Porträt der Patriotischen Vereinigung chinesischer Katholiken (Teil 6)
Sun Yat-sen
Dieser und die folgenden Artikel sollen einen ganz besonderen Teil der Realität darstellen, die das Leben der Katholiken in China beeinflusst. Denn die Katholiken Chinas haben nur die Wahl, sich entweder der Kommunistischen Partei Chinas unterzuordnen oder im Untergrund in Acht und Bann zu geraten und vielleicht ihr Leben zu verlieren. Der Artikel wird außerhalb Chinas online gestellt. So kann der unwissende Leser, unter anderem die Herausforderungen des Abkommens zwischen China und dem Vatikan verstehen, das im Oktober erneuert werden soll.

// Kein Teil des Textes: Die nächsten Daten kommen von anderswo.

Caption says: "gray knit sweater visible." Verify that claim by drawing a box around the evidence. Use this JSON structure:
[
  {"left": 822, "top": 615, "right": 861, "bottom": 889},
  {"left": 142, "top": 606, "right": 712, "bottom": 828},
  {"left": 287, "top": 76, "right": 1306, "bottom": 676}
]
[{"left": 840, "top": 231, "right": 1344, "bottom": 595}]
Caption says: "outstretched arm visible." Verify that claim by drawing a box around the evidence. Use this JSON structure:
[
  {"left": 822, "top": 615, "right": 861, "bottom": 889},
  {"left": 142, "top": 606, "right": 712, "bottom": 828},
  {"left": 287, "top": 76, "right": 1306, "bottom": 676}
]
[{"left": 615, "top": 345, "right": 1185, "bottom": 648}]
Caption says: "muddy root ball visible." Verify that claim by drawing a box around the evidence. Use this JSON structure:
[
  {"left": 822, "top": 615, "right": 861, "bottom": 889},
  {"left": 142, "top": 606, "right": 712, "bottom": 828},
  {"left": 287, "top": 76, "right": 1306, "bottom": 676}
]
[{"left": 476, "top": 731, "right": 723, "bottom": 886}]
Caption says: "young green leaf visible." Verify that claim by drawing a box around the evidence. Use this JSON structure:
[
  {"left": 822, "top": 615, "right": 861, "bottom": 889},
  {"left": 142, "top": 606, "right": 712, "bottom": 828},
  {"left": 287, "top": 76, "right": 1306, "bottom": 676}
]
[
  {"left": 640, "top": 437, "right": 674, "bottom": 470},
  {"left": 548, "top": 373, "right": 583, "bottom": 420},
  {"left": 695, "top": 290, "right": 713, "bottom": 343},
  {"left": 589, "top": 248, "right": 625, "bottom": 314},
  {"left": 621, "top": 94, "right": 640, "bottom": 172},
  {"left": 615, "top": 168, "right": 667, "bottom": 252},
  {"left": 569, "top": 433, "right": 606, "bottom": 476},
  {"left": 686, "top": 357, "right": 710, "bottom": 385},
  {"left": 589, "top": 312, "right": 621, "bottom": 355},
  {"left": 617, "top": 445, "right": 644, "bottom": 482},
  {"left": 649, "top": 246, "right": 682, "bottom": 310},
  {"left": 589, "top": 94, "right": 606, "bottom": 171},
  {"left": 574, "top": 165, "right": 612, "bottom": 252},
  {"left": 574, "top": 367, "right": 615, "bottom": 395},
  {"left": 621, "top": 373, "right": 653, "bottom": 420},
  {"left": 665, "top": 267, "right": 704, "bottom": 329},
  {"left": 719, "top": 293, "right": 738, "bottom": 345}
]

Vierzig Jahre nach der Gründung der Patriotischen Vereinigung chinesischer Katholiken ist es möglich, den Zweck und die Ziele zu entschlüsseln, die die Führer der Kommunistischen Partei Chinas mit eben dieser Gründung erreichen wollten.
II. Kommunismus: eine neue Art des Glaubens
In der ersten Hälfte des zwanzigsten Jahrhunderts wurde China von schrecklichen politischen und sozialen Unruhen erschüttert. Die Qing-Dynastie ging angesichts des neuen Jahrhunderts langsam unter. Hauptsächlich wegen der Unfähigkeit ihrer Institutionen, sich an die Moderne anzupassen. Die Dynastie-Geschichte wird dramatisch im Jahr 1911 enden, mit dem endgültigen Fall des Imperiums.
Das republikanische Regime hatte nicht viel mehr Glück, um das Los der Institutionen und Bürger zu verbessern. Die politische Front brachte bald ein Mosaik von „Warlords“ hervor, tatkräftige Herren von Regionen. Gleichzeitig wurde das innenpolitische Auseinanderbrechen mit der Stärkung des nahen Nachbarn Japans konfrontiert, der bald in chinesisches Territorium eindrang. Der vorübergehende Waffenstillstand hielt nicht lange und brach lange vor dem Zusammenbruch Japans: Die herrschende Fraktion, die Guomindang, die nicht in der Lage war, die ernsten Probleme des Landes koordiniert und intelligent anzugehen, brach irreparabel zusammen. Dies ermöglichte es der Opposition, sich auf der Grundlage der allgemeinen Unzufriedenheit zu organisieren. Diese Opposition, falsch informiert über die Ereignisse, unwissend über die Machtspiele, aber stets jedes Mal „Verlierer“ in all den Spielen, wollte vor allem überleben, um anständige Lebensbedingungen zu erwirken. Noch Ende der 1940er Jahre konnten sich nur sehr wenige Chinesen daran erinnern, eine Zeit des relativen Friedens und der Ruhe erlebt zu haben.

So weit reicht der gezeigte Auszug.